In Rwanda, even if 99 percent of women have community health insurance scheme, statistics show that more than 48 percent of the pregnant women choose to deliver at home.

However, addressing maternal mortality is not only an issue of increasing access to health care services.

Other strategies to be stressed in a move to curb maternal death include education, minimizing Gender Based Violence (GBV), and economically empowering women to control their income, so that they can have the ability to negotiate for safe sex.

Unsafe abortions

In the recently concluded AU summit in Kampala it was said that one in 16 women and girls die giving birth in Africa.
Unsafe abortion is cited as another driver of maternal death at 14 percent. Unfortunately, 60 percent of these women are under the age of 25.

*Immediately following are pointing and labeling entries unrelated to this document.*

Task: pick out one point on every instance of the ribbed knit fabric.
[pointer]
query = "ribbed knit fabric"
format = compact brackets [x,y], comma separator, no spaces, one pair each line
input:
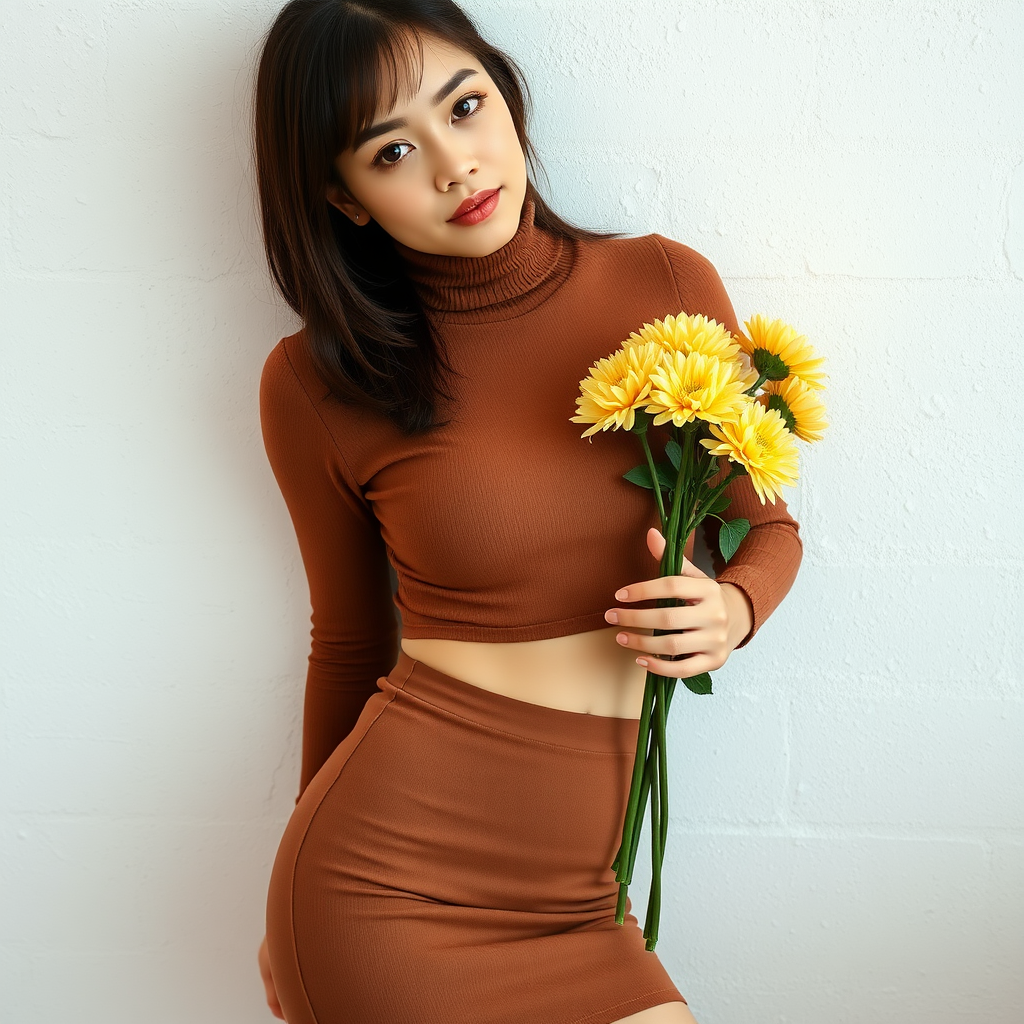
[505,525]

Unsafe abortion is a reality in Africa because it is still a taboo in some countries for women to get pregnant when unmarried. As a result, women and girls end up using other methods of forced birth hence getting infections and losing their lives.

“It is a big debate but in my own opinion, abortion should be legalized because in the process, many lose lives and those who are lucky will only lose their uterus,” Dr. Ngoga said.

Integration of information and communication technology into healthcare system is another tactic that would see local community health workers in touch with the rural families.

Agnes Binagwaho, Permanent Secretary in the Rwandan Ministry of Health, said that African countries need to put up infrastructure and communication platforms, along with education systems that would see vulnerable groups enrolled in the whole health scheme.

“This calls for strong government commitment and visionary leadership,” Binagwaho said.